Le conseguenze dello shopping compulsivo si estendono ben oltre il conto bancario, influenzando molteplici aree dell’esistenza e compromettendo significativamente il benessere generale.

Dimensione Finanziaria

L’aspetto economico rappresenta spesso la conseguenza più visibile e preoccupante. L’accumulo di debiti può raggiungere livelli critici, portando a situazioni di vera e propria insolvenza.

Progressione tipica delle difficoltà finanziarie:

  • Utilizzo crescente delle carte di credito
  • Raggiungimento dei limiti di spesa
  • Richiesta di nuove carte o prestiti
  • Impossibilità di far fronte ai pagamenti minimi
  • Intervento di agenzie di recupero crediti

Relazioni Interpersonali

Le dinamiche relazionali subiscono tensioni significative. Le bugie riguardo alle spese, la necessità di nascondere gli acquisti e i conflitti economici all’interno della coppia o della famiglia erodono la fiducia reciproca, generando talvolta vere e proprie relazioni tossiche basate su segreti e doppi binari.

Luca descriveva il momento in cui sua moglie aveva scoperto gli estratti conto nascosti come il punto più basso della sua vita. La vergogna era così intensa che aveva considerato di lasciare la famiglia piuttosto che affrontare la realtà del suo comportamento.

Benessere Psicologico

Il ciclo di euforia e senso di colpa crea un’instabilità emotiva costante. L’autostima, già fragile, viene ulteriormente danneggiata dai ripetuti fallimenti nel controllo del comportamento. Nei casi più gravi, questi pattern si sovrappongono a disturbi dell’umore che richiedono una valutazione clinica specifica.

Area di Impatto Effetti Osservati
Umore Oscillazioni tra euforia e depressione
Ansia Preoccupazione costante per debiti e conseguenze
Autovalutazione Senso di inadeguatezza e fallimento personale
Funzionamento sociale Ritiro, isolamento, evitamento

Strategie di Gestione e Supporto

Affrontare lo shopping compulsivo richiede un approccio strutturato che integri consapevolezza personale, modifiche comportamentali e supporto professionale qualificato.

Riconoscimento e Accettazione

Il primo passo fondamentale consiste nel riconoscere onestamente l’esistenza del problema.
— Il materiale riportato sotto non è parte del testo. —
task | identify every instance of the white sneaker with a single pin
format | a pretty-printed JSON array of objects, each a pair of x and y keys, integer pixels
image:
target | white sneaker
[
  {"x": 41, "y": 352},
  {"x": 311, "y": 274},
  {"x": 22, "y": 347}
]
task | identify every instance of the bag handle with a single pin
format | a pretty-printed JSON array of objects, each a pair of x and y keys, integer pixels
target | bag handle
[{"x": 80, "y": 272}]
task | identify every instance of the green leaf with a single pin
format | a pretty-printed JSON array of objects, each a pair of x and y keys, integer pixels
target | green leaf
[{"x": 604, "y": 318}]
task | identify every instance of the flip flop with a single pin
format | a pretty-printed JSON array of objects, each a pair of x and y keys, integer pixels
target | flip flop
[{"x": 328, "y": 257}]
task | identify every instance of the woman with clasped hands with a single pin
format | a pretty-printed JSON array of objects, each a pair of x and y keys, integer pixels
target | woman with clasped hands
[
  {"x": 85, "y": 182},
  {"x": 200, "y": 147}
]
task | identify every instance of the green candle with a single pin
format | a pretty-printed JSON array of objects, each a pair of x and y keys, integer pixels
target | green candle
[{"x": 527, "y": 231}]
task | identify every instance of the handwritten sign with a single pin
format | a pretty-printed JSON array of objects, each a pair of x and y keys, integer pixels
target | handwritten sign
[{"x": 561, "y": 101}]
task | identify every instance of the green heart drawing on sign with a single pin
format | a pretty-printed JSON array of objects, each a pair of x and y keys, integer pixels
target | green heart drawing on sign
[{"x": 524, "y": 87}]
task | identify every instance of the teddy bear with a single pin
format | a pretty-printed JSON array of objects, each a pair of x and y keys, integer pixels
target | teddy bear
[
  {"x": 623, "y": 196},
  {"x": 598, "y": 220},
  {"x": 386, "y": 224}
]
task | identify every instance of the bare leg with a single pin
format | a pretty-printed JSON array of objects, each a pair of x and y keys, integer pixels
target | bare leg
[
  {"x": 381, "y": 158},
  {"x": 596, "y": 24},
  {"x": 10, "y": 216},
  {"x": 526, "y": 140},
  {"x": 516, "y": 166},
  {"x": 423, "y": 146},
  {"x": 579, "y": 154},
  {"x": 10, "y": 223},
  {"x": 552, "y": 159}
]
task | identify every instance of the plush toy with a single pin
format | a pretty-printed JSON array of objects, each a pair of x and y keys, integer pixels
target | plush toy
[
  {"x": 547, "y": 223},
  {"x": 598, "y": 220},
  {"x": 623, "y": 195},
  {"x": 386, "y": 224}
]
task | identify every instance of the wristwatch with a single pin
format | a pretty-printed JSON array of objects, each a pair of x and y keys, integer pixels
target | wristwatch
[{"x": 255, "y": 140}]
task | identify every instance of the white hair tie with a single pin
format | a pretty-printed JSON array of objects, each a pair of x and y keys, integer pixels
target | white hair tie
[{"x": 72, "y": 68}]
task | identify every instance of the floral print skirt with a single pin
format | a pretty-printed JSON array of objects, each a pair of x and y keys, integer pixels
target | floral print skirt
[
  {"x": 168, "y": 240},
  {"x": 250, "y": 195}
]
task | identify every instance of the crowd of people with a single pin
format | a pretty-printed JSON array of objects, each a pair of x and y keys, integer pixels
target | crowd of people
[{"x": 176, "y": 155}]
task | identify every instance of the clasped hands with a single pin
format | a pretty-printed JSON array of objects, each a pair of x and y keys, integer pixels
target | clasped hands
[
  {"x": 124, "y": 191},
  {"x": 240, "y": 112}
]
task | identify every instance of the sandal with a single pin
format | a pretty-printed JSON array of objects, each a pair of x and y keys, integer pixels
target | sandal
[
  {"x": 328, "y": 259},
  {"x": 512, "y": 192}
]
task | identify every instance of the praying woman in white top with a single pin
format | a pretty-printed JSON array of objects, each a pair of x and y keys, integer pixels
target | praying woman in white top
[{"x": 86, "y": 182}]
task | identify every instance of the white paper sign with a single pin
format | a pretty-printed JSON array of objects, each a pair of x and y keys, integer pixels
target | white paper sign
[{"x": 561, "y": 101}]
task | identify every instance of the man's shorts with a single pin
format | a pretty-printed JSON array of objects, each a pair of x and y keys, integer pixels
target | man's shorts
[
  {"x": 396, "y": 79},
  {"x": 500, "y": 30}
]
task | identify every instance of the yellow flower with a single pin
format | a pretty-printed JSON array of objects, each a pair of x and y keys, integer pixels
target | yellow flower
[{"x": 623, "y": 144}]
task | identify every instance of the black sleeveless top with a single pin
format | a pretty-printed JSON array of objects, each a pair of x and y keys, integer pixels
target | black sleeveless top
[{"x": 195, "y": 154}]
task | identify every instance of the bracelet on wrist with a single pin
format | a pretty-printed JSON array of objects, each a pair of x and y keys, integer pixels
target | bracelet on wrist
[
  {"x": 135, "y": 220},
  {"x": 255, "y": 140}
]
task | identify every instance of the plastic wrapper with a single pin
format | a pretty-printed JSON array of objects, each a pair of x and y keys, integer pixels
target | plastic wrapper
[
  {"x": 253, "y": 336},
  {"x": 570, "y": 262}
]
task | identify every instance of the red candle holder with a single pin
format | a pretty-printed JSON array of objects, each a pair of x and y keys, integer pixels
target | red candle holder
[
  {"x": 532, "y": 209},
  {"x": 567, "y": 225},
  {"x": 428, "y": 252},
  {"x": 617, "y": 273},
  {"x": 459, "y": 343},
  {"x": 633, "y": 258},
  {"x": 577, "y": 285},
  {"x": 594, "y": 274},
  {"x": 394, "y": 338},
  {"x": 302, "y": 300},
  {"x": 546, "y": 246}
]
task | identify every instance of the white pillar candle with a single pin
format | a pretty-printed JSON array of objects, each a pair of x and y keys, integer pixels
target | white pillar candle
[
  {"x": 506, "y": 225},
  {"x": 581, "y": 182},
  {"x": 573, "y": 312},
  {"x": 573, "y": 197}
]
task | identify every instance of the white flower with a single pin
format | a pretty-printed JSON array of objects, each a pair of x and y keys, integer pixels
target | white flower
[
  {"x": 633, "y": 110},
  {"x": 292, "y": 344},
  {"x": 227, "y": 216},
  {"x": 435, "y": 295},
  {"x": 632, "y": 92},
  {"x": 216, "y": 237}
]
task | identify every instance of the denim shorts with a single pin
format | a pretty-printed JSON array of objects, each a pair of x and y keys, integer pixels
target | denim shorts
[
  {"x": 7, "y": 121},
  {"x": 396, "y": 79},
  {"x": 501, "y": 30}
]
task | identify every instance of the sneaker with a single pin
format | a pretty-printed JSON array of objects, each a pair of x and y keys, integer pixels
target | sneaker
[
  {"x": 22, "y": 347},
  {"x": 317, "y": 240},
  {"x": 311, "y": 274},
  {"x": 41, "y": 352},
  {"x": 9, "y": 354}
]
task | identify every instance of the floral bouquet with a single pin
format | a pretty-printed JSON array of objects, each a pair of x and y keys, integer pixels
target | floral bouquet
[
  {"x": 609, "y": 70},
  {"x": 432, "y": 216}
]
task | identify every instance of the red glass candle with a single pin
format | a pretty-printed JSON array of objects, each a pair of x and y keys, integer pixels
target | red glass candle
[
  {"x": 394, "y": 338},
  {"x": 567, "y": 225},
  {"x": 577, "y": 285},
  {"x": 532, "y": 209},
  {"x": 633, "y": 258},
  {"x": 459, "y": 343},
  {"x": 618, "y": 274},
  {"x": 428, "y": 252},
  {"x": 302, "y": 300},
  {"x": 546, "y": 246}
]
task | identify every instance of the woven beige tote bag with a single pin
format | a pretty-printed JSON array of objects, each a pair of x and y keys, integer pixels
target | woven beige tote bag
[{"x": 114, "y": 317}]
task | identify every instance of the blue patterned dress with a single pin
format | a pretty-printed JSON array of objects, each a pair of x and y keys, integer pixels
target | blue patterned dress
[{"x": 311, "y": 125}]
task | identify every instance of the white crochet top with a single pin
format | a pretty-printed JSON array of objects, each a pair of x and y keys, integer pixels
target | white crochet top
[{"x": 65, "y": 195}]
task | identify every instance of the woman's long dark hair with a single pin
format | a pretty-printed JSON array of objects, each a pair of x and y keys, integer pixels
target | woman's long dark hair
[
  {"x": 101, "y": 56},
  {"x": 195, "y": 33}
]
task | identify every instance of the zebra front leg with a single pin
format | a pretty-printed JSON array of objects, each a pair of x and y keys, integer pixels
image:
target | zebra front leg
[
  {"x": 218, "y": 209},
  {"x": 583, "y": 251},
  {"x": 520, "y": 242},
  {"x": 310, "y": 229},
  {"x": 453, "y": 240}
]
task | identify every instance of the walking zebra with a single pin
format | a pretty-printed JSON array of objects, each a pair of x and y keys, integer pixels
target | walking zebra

La negazione rappresenta uno degli ostacoli principali al cambiamento, alimentata dalla vergogna e dal timore del giudizio.

Tenere un diario degli acquisti può aiutare a prendere consapevolezza dei pattern comportamentali. Annotare non solo cosa si acquista, ma anche le emozioni precedenti e successive all’acquisto rivela le connessioni tra stati emotivi e comportamento — un esercizio di consapevolezza vicino alle pratiche di mindfulness in psicoterapia.

Modifiche Ambientali e Comportamentali

Ridurre l’esposizione agli stimoli rappresenta una strategia pratica di gestione immediata. Questo include limitare l’accesso ai negozi fisici e online, disinstallare applicazioni di shopping e cancellarsi dalle mailing list promozionali.

Azioni concrete per ridurre le opportunità:

  • Eliminare le carte di credito conservando solo una carta di debito
  • Impostare limiti di spesa giornalieri o settimanali
  • Evitare luoghi o situazioni trigger identificate
  • Richiedere il supporto di una persona fidata per gli acquisti necessari
  • Introdurre una regola delle 48 ore prima di qualsiasi acquisto non essenziale

Nei momenti in cui l’impulso è acuto, le tecniche di grounding possono aiutare a ritornare al momento presente e ridurre la spinta emotiva all’acquisto prima che si trasformi in azione.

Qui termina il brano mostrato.